— Ora, quero o que você quer... Não ficou claro? Estávamos ansiosos pela noite de hoje. Tanto você quanto eu. Você tinha assuntos que diziam respeito também a mim e era importante que esta fosse uma noite feliz pra você. A sua noite especial, e eu digo isso realizando o quão cliché e piegas parece, é de total interesse meu. Infelizmente em vez disso temos você aqui, frustrada.
— Que diferença faz? – Ela disse, desistindo de discutir. – Eu sei lá como você sabe dessas coisas, moço, e na verdade nem me importa mais...
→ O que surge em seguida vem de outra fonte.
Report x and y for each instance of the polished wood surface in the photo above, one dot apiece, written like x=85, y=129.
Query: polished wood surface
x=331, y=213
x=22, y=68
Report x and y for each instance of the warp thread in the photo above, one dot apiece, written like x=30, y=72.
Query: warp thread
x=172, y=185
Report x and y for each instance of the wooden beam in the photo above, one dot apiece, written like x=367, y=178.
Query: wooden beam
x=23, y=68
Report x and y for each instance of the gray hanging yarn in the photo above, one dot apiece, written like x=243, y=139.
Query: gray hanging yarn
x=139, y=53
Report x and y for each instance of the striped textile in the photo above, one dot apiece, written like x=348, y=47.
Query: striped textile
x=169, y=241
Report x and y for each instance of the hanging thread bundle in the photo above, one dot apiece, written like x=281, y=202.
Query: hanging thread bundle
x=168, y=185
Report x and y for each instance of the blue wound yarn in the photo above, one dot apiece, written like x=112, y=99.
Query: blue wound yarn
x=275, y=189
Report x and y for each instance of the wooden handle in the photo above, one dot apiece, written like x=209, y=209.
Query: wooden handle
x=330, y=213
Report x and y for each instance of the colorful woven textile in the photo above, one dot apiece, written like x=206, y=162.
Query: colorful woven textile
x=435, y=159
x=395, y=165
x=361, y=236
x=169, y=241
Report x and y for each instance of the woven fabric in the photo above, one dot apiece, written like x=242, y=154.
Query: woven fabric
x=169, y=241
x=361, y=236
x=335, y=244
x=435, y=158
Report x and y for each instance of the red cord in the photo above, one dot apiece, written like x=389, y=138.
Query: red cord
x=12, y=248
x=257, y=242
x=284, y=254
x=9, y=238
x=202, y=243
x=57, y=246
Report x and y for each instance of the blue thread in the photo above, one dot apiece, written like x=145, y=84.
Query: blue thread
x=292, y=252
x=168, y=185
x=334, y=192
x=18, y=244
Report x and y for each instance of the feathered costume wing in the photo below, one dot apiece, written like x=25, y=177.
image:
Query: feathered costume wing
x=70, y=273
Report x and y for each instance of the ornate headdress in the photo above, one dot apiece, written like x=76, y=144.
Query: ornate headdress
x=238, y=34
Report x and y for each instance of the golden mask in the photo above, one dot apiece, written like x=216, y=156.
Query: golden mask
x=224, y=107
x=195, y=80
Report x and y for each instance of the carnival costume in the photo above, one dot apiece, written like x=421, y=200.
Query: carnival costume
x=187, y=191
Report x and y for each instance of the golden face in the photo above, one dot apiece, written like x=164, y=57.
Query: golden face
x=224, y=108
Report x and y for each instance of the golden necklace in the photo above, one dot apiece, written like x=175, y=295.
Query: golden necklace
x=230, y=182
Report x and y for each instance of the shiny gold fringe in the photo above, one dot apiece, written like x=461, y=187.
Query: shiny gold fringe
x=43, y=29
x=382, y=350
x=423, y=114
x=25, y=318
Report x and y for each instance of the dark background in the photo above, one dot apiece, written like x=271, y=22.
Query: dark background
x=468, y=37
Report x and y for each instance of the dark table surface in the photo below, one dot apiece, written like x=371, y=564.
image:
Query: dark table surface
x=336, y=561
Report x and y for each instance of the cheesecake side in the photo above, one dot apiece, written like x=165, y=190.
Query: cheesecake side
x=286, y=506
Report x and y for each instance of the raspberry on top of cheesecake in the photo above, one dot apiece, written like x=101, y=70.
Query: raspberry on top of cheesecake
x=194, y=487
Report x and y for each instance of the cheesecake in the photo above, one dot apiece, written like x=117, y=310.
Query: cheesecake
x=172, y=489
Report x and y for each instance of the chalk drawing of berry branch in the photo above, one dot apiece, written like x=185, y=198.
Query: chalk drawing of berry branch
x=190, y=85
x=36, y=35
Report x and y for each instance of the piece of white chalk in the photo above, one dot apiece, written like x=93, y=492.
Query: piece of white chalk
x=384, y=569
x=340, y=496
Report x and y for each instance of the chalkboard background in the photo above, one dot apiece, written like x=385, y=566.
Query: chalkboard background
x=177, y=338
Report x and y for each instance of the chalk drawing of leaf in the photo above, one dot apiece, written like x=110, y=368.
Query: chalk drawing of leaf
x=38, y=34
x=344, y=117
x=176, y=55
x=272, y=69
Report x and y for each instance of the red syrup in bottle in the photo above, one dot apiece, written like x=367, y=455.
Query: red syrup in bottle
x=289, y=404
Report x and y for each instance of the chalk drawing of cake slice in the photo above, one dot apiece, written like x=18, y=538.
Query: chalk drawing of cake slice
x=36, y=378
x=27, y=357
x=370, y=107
— Agenor, menina... e meu trabalho demanda um esforço continuo por um certo período de tempo. Esse tempo varia em diversos aspectos, envolve o conhecimento adquirido pelo objeto atual do trabalho, ou seja, você, mas também alguns eventos importantes da vida deste mesmo objeto, ou seja, da sua. Eu preciso me libertar de você e você quer se livrar de mim, então isso exige medidas extremas. Precisamos consertar essa noite.
Andressa mudou a perna de apoio ainda chorosa. Agenor estava agora bem de frente pra ela. Ajeitou um fio de cabelo da menina que soltara da presilha cuidadosamente ajeitada. Agenor passou a mão sobre a mecha e ela retornou para dentro das garras do ornamento.
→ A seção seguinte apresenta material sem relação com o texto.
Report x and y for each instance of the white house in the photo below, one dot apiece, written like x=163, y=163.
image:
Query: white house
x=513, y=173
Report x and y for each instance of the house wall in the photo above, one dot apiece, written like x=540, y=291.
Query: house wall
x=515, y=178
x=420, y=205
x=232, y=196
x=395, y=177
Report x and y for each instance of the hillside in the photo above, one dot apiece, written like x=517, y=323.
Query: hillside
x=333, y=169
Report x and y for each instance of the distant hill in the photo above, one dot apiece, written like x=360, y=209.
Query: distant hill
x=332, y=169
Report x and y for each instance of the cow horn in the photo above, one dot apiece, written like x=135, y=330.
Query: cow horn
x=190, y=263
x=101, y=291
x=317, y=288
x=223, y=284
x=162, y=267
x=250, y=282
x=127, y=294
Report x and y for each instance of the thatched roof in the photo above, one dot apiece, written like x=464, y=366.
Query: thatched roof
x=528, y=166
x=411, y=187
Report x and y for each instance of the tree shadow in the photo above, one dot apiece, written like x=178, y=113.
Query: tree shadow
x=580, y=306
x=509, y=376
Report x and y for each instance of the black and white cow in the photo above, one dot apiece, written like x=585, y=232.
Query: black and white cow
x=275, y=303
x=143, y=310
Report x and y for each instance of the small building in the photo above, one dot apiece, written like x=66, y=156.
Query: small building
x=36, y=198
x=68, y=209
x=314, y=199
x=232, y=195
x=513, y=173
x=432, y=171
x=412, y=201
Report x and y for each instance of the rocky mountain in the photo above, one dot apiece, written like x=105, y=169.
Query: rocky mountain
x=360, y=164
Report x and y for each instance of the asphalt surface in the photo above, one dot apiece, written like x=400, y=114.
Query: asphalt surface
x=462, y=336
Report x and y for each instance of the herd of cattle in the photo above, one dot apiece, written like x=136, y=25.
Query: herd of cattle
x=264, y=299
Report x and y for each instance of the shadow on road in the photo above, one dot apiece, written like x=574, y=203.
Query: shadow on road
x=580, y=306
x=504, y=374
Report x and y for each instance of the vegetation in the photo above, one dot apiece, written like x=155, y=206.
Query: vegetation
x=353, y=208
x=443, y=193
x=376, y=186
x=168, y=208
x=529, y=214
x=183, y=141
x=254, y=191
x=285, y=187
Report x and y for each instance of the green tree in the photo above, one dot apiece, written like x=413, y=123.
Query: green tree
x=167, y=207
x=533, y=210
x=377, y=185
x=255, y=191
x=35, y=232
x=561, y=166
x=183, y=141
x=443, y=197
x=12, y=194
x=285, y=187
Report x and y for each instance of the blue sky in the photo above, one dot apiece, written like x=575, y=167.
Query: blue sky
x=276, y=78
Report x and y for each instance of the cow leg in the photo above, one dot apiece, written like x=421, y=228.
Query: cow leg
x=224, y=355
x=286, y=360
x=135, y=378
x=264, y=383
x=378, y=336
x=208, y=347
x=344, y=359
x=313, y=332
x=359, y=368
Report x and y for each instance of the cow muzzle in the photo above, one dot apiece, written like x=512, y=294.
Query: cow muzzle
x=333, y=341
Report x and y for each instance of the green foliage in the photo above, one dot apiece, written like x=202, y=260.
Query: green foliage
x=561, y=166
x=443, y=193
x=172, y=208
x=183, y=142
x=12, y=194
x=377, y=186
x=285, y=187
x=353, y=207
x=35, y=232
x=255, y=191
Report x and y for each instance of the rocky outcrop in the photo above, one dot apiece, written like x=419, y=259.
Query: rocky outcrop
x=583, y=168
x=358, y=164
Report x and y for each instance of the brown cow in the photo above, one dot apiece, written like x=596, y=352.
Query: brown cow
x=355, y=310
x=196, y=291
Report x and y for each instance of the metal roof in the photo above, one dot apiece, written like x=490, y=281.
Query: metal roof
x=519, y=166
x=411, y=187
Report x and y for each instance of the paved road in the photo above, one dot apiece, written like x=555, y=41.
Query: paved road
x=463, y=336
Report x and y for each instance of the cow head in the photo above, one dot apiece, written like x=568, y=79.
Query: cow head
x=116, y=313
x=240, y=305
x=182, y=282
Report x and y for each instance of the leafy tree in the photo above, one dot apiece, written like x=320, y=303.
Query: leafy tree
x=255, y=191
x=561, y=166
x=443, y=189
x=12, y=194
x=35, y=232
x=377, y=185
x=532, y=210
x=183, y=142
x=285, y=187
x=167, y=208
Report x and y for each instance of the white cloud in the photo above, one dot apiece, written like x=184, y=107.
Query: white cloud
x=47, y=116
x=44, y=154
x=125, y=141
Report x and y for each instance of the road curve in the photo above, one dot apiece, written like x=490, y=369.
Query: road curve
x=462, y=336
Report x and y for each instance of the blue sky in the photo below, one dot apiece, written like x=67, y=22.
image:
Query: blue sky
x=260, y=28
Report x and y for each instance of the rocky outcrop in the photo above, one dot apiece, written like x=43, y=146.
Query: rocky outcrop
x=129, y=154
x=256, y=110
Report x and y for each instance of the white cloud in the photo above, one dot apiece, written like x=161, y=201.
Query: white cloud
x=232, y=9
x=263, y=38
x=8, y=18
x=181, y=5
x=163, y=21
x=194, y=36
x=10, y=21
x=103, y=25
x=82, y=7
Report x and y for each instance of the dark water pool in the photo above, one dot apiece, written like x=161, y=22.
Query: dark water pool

— Algumas vezes, uns e outros. – Então parou com um dedo em riste, corrigindo-se. — E outras... de nós, fazemos isso. Nos apresentamos aos afilhados, mas para que isso sequer seja possível, muitas coisas precisam convergir. Uma falha grave ou um momento crítico, enfim, aqui estamos. Você estava num momento muito dramático e especial e parou numa encruzilhada, um local onde mundos se encontram. Entretanto há regras e a encruzilhada me fez assim. – Ele deu um giro mostrando suas roupas. Terminou segurando as bordas do blazer e com um dos pés adiante do corpo. – É a forma como as pessoas esperariam que uma entidade aparecesse aqui. Uma questão cultural, eu acho, ou coisa do inconsciente coletivo. Ou, talvez, sua?
— Afilhados?
— Foi isso que lhe chamou atenção, querida? Quanta carência. Não vamos nos prender a isso, me conte o que aconteceu.
— Você não sabe?
— Me conte, é preciso. — Agenor insistiu com um gesto apressado das mãos.
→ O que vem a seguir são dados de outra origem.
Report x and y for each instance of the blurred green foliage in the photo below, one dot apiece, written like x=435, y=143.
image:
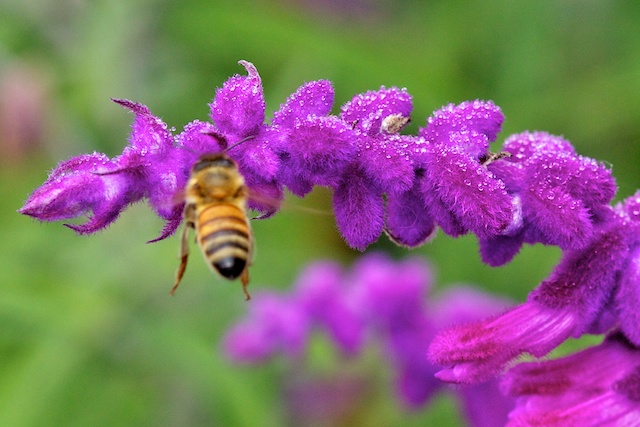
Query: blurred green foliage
x=89, y=335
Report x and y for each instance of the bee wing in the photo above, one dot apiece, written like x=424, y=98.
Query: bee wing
x=268, y=206
x=265, y=204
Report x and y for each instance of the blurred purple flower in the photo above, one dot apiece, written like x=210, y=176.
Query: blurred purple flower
x=599, y=386
x=592, y=290
x=378, y=299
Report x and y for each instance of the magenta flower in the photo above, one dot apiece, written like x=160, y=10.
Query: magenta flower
x=599, y=386
x=592, y=290
x=378, y=300
x=382, y=180
x=460, y=193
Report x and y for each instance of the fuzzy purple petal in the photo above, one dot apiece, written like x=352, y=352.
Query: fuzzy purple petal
x=628, y=299
x=199, y=138
x=311, y=99
x=265, y=196
x=524, y=145
x=81, y=185
x=366, y=112
x=479, y=117
x=442, y=216
x=256, y=155
x=149, y=134
x=470, y=192
x=385, y=161
x=409, y=223
x=500, y=250
x=317, y=150
x=238, y=108
x=596, y=387
x=359, y=210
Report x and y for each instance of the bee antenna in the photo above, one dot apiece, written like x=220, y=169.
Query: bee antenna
x=245, y=139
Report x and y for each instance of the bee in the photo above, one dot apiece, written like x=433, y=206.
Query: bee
x=216, y=208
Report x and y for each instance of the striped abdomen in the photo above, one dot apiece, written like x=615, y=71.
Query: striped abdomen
x=224, y=235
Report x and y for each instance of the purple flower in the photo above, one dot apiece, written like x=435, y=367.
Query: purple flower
x=238, y=114
x=592, y=290
x=379, y=299
x=560, y=195
x=149, y=167
x=155, y=167
x=458, y=190
x=382, y=180
x=274, y=325
x=599, y=386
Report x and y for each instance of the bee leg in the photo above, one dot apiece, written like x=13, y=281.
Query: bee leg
x=244, y=278
x=184, y=255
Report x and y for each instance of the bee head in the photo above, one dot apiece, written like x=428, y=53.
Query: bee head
x=213, y=160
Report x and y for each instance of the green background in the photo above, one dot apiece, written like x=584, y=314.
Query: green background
x=88, y=332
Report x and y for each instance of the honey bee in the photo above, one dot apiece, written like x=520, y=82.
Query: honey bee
x=216, y=207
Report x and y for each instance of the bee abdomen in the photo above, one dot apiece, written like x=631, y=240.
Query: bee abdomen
x=224, y=237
— Bem. – Ela pigarreou — Eu achei que hoje seria um bom dia para, você sabe, perder a virgindade. Quase nunca me chamam para as festas mais legais. O Fred me convidou pessoalmente, dizia que tinha uma surpresa especial. Como seria na casa da Natália, eu fiquei tranquila já que ela é... parecia ser minha amiga. Havia algumas meninas e rapazes quando eu cheguei. Eu bebi um pouco, mas queria aproveitar a noite, então evitei beber demais. Natália me ajudou a ficar sozinha com o Fred, eles já tinham preparado tudo, sabe?
— Eu sei, continue. – Ele parecia mesmo muito interessado na história.
— Eu cortei meu cabelo há uns dias e hoje fui ao salão fazer esse penteado pensando que ele gostaria. Comprei uns produtos que as meninas me indicaram... Comprei uma lingerie. Não foi a toa, pois ele me deu todos os sinais, ficamos de papo nas redes, ele mandou mensagens mais quentes durante a semana. Depois que eu cheguei e bebemos, subimos pro quarto dela, foi rápido. Eu não vi que eles tinham preparado o quarto. Chegamos já nos pegando, ele tirou a roupa antes de mim e me puxou, mas eu não sabia que a Natália me filmava e passava o vídeo na TV da sala para que todos vissem. Fred tirou umas fotos enquanto eu estava ajoelhada. Mandou pros amigos, ali mesmo, como se não fosse nada. Eu comecei a ouvir as gargalhadas lá embaixo, mas não parei até ouvir ele rir. E ficou me imitando gaguejar enquanto eu perguntava o que estava acontecendo.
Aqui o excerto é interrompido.